Economically, established economies like Australia, South Korea and Japan are saddled with crippling amounts of debt and a rapidly shrinking tax base as their populations age and birth replacement rates plummet. In contrast, ASEAN nations are surging. 

More than 50% of Indonesia’s population are millennials and Gen Z, compared with just under 40% of Australia’s population. A steady fertility of 2.19% (compared with Australia’s sub-replacement rate of 1.63%) ensures a burgeoning economy will enjoy a steady pipeline of increasingly educated and productive citizens. 

"As Indonesia’s stature grows, Australian ears will need to attune themselves to Indonesian voices on the global stage – and be able to talk with them"

With clear whole-of-economy pathways for further growth outlined in the “Golden Indonesia” strategy, it’s no wonder Indonesia is expected to become the 4th largest global economy by 2045.

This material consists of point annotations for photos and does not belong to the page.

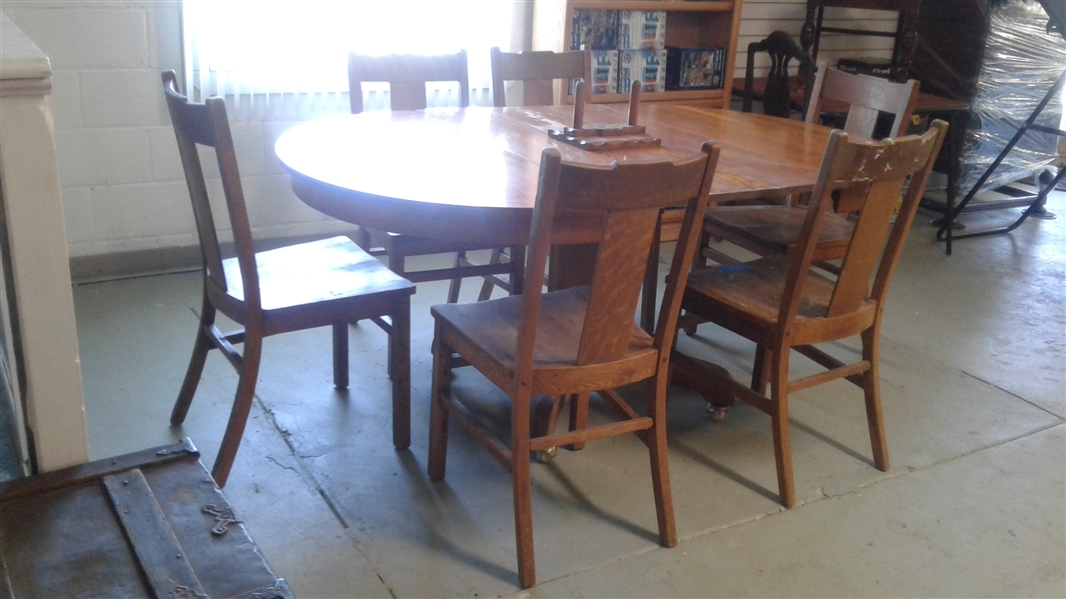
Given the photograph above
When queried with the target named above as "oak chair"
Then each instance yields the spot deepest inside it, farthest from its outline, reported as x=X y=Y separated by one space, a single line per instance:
x=571 y=342
x=407 y=76
x=777 y=94
x=305 y=286
x=781 y=304
x=765 y=229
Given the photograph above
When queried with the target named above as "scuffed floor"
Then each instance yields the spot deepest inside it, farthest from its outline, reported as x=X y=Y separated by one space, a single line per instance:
x=974 y=385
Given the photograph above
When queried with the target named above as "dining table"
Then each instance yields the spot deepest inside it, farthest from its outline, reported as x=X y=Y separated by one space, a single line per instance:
x=470 y=174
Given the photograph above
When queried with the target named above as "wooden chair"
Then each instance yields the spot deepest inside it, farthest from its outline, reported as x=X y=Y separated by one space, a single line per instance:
x=407 y=76
x=581 y=339
x=306 y=286
x=777 y=95
x=781 y=304
x=538 y=73
x=764 y=229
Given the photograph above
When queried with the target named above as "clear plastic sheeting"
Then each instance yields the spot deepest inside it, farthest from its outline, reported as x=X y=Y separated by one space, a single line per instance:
x=1021 y=62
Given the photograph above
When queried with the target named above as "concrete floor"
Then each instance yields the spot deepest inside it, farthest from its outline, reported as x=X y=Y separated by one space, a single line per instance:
x=974 y=385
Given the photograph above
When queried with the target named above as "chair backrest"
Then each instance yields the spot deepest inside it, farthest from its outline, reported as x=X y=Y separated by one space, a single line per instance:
x=538 y=73
x=868 y=96
x=206 y=125
x=776 y=99
x=630 y=197
x=406 y=76
x=876 y=171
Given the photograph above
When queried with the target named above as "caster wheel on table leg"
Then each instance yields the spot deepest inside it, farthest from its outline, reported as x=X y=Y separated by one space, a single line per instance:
x=717 y=414
x=545 y=456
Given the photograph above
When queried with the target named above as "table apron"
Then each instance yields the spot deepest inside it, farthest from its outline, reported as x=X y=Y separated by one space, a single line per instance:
x=477 y=224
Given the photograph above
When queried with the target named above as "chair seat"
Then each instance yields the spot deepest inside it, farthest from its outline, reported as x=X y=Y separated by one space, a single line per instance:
x=316 y=281
x=486 y=334
x=749 y=297
x=777 y=228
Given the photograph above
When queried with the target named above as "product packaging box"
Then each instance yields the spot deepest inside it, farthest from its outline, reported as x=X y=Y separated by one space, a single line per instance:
x=596 y=28
x=648 y=67
x=642 y=30
x=604 y=73
x=694 y=68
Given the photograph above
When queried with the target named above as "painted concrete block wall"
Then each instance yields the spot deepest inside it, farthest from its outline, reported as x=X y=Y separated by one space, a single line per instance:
x=122 y=180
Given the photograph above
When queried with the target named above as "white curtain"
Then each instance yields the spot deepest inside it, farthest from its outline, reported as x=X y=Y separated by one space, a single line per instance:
x=277 y=55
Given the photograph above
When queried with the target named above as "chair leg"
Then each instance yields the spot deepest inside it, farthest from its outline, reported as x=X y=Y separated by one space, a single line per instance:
x=579 y=417
x=340 y=355
x=456 y=284
x=362 y=239
x=242 y=405
x=439 y=388
x=760 y=372
x=399 y=359
x=521 y=487
x=517 y=276
x=200 y=349
x=779 y=416
x=871 y=389
x=487 y=285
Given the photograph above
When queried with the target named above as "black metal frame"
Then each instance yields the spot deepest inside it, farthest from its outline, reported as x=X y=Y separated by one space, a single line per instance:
x=1034 y=203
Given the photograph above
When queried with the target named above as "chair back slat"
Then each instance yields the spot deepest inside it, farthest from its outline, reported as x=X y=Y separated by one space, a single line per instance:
x=868 y=96
x=538 y=71
x=616 y=284
x=630 y=196
x=876 y=171
x=406 y=76
x=207 y=125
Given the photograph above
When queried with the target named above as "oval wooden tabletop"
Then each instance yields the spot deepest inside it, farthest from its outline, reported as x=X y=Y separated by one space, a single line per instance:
x=471 y=174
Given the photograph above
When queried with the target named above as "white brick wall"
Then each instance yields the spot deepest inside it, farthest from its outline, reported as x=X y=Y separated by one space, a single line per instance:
x=123 y=183
x=119 y=168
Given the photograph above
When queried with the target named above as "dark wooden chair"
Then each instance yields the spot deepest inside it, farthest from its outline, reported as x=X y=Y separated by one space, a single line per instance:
x=582 y=339
x=781 y=304
x=777 y=94
x=306 y=286
x=538 y=71
x=764 y=229
x=407 y=76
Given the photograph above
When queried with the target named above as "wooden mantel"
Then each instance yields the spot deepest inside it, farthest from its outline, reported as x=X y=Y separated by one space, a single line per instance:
x=41 y=322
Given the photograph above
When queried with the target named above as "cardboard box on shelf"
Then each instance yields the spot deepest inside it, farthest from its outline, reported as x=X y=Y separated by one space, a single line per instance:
x=648 y=67
x=596 y=28
x=642 y=30
x=694 y=68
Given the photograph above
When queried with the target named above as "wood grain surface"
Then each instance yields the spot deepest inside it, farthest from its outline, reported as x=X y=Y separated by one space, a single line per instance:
x=479 y=180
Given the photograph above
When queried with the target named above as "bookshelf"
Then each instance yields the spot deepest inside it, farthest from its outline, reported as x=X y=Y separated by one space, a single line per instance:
x=691 y=23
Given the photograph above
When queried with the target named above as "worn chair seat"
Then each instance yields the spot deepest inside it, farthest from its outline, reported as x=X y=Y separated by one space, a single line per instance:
x=782 y=303
x=776 y=228
x=486 y=334
x=313 y=284
x=305 y=286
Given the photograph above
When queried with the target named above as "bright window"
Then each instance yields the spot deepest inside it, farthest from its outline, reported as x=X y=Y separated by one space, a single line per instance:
x=242 y=48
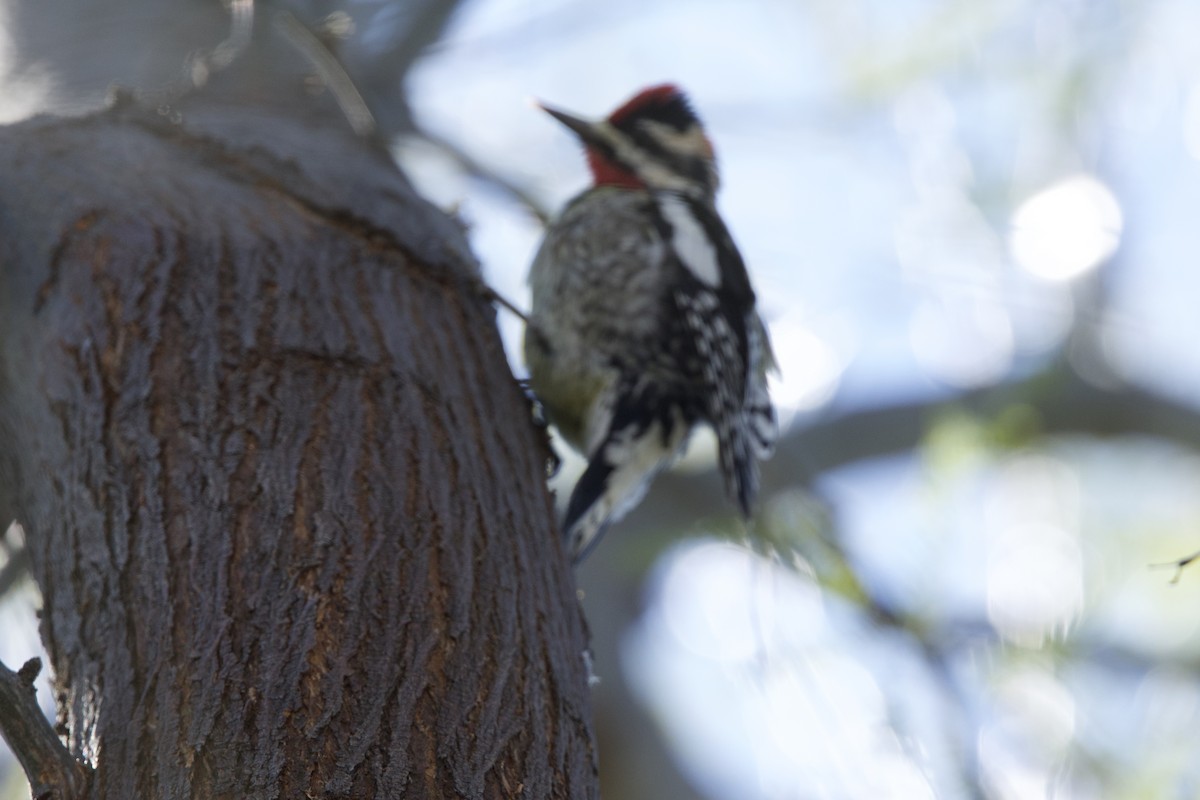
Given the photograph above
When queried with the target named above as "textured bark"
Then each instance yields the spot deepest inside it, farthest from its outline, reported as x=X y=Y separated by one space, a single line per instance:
x=285 y=501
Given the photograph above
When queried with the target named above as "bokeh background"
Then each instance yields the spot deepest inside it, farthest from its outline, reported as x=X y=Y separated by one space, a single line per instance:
x=975 y=232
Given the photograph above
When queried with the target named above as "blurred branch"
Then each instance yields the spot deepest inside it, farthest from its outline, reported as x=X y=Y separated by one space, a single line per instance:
x=381 y=74
x=330 y=71
x=1061 y=401
x=484 y=173
x=1177 y=565
x=53 y=773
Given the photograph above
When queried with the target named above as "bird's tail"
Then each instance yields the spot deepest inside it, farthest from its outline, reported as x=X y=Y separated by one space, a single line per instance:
x=745 y=437
x=633 y=451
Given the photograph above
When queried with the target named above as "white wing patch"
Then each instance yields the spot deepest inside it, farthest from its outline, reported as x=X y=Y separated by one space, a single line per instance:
x=690 y=241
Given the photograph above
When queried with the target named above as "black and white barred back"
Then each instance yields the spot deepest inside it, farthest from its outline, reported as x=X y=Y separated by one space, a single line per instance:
x=645 y=318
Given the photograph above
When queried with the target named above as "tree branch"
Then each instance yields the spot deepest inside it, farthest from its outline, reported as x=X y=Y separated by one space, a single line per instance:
x=54 y=774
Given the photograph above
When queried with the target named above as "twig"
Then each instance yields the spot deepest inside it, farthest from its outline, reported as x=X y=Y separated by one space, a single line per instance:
x=53 y=773
x=331 y=72
x=1177 y=565
x=479 y=170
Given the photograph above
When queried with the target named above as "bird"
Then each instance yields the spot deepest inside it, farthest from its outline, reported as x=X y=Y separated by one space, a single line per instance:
x=643 y=322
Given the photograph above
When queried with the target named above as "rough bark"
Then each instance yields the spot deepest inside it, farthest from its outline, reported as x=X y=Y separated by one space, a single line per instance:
x=283 y=498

On the geopolitical front, Indonesia is also emerging as a global leader capable of filling a void left by increasingly isolationist established powers. Through his attempted mediation in the Russo-Ukrainian conflict, Defence Minister and President-elect Prabowo Subianto has shown that an unaligned Indonesia may emerge as an active proponent of realpolitik solutions to global conflicts.

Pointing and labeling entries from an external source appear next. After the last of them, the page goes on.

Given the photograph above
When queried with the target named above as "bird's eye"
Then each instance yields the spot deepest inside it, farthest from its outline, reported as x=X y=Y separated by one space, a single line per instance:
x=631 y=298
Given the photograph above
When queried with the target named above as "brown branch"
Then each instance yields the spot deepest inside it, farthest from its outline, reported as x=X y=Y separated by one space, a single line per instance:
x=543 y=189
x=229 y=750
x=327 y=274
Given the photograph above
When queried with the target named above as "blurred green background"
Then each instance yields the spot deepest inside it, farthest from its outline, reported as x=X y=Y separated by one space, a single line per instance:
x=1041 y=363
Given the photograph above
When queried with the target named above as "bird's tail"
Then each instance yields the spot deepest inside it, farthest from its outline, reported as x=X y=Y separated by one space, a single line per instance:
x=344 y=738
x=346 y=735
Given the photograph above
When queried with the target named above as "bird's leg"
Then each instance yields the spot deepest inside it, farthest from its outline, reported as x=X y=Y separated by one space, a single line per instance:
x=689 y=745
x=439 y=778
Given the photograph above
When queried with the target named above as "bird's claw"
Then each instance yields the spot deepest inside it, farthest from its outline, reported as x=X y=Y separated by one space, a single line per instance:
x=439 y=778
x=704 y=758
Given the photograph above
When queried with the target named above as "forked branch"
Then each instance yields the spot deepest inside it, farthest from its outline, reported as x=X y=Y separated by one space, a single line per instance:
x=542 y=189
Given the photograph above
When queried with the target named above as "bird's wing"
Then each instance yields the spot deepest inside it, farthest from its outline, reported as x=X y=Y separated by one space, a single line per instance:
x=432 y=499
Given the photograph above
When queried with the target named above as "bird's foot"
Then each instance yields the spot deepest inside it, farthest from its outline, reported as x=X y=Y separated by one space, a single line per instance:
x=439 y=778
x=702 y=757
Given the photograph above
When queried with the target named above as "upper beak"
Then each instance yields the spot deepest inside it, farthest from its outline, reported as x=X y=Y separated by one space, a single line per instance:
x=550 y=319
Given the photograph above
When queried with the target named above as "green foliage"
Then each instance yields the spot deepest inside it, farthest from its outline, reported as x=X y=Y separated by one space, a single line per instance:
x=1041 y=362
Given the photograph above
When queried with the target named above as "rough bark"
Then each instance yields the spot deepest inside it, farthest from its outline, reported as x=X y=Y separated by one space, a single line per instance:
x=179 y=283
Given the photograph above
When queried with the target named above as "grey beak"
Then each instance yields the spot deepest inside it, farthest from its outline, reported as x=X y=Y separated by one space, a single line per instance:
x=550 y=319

In combination, these realities demonstrate that Indonesia is becoming a nation that will want to speak – not be spoken to – on the global stage. And like major economic and geopolitical powers before it, Indonesia has a right to demand that it be heard in its own authentic voice. Australians and others in the community of English-speaking nations must wake up to this reality.

Where to from here?

What is the solution? I see two pathways forward.

At a nation-to-nation level, the Indonesian government and its representatives in Australia – including the Embassy, Consuls-General, Indonesia Investment Coordinating Board (BKPM) and the Indonesian Investment Authority (INA) – should nominate Indonesian language literacy as a strategic priority for the bilateral relationship.

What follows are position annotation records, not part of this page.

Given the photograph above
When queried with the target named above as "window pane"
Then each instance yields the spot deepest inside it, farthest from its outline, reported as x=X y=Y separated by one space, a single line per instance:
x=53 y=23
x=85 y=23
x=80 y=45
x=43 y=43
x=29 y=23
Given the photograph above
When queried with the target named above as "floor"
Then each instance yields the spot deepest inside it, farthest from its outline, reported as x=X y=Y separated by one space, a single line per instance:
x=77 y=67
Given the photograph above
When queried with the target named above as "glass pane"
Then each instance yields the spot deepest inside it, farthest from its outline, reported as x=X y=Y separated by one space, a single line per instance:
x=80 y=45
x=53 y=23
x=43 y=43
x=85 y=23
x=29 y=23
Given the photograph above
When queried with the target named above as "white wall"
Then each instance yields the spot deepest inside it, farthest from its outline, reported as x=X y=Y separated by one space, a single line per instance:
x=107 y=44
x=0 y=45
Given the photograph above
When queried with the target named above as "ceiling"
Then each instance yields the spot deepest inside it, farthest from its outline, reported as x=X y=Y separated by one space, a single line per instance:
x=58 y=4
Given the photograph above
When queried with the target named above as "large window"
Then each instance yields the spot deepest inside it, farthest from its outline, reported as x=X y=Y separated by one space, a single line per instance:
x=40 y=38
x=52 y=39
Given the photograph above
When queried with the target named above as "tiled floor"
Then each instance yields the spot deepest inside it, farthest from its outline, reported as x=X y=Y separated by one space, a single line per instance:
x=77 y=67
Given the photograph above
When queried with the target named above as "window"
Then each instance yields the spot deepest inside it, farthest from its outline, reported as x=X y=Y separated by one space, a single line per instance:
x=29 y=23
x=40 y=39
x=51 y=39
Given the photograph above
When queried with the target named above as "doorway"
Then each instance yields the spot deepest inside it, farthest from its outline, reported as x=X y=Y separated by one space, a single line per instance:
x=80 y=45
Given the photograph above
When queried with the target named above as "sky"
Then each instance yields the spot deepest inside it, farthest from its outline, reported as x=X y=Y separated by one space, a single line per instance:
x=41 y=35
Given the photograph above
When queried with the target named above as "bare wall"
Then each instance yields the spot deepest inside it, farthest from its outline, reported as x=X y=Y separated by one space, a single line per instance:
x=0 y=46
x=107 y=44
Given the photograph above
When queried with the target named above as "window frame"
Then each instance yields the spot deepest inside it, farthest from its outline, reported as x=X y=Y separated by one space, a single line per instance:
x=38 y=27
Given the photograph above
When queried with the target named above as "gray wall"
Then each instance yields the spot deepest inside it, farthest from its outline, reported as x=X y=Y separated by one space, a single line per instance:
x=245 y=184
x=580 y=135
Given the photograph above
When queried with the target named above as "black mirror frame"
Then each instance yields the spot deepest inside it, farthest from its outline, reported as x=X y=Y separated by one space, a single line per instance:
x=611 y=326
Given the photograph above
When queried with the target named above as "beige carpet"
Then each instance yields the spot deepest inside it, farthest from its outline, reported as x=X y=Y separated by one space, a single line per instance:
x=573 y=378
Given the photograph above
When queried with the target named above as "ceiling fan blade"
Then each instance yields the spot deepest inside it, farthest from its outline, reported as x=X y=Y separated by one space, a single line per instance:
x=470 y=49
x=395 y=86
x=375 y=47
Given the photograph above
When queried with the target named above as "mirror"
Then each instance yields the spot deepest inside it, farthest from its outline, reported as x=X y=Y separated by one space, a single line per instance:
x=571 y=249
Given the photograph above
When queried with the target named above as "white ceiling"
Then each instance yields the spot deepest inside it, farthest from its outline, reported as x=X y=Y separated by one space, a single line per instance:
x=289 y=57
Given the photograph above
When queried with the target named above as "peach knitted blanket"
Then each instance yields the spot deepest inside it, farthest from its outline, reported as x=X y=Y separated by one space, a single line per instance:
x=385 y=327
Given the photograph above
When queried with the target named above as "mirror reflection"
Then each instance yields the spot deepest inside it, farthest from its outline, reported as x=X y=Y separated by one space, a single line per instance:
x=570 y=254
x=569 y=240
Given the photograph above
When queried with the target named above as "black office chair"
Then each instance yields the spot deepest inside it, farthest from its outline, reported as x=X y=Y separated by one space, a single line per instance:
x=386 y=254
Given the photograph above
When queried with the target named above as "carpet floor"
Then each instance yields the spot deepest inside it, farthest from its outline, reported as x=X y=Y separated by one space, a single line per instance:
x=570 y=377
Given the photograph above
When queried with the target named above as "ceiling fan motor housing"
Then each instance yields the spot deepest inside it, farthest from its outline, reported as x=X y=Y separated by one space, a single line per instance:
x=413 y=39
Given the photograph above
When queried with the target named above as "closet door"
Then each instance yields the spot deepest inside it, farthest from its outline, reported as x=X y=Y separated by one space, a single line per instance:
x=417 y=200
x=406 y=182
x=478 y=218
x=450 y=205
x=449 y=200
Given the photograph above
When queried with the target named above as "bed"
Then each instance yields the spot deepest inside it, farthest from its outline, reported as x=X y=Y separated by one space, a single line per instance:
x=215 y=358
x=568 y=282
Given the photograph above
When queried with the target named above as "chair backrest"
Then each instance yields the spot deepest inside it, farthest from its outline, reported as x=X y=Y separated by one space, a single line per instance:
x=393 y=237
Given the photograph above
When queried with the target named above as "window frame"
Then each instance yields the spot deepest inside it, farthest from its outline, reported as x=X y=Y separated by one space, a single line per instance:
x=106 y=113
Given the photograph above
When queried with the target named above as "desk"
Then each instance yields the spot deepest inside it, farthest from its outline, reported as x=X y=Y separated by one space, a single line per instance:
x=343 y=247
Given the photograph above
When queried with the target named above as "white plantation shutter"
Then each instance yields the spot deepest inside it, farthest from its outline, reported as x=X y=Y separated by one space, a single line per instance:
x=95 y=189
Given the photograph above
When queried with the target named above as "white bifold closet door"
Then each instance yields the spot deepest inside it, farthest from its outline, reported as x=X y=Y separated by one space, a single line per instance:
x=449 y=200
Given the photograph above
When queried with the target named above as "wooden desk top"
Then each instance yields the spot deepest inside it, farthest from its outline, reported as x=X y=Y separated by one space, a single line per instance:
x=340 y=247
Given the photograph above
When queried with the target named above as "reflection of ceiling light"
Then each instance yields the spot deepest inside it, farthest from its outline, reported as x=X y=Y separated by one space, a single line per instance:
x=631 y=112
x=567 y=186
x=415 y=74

The Australian government’s eagerness to conclude the comprehensive economic partnership (IA-CEPA) is proof that Australia understands the immensity of the commercial opportunity in Indonesia.  But the Indonesian government should emphasise that continued collaboration must entail language learning. This would show that Australia really does take the relationship seriously and is committed to maintaining and even building it. Such an expectation, if communicated tactfully, might be the prod that Australia’s governments and policy makers need to revitalise our woeful rates of language learning.

Nations in the European Union have enjoyed the closest form of economic cooperation, namely a shared currency and economic customs union, for close to 30 years. But that doesn’t mean a French person expects to build meaningful ties in Germany by speaking French. On the contrary, the polylingual mentality of Europeans preceded and then strengthened the development of economic collaboration.

But it is people and not parliaments that build lasting relationships. The second pathway is for Indonesian thinkers, creators, innovators, and start-up entrepreneurs. Be it apps, business or professional exchanges, education centres, or any other idea – Australia needs you. There are people here who want to grow Bahasa Indonesia, who better to guide and help us than native-speakers? In return, Australia can add value to the Indonesian economy, especially in education and services.

It doesn’t matter how, but change needs to happen. As Indonesia’s stature grows, Australian ears will need to attune themselves to Indonesian voices on the global stage – and be able to talk with them. The time to act is now, because if Australia does not, a once-promising friendship and conversation may be nothing more than – in the words of that song – the sound of silence.


Jack Allen is a policy and communications expert with years of experience across politics, financial services, trade and the law. Majoring in Indonesian within his law and arts degree from Monash University (during which he completed an NCP placement in Indonesia), He has an ongoing interest in trade issues across the ASEAN region.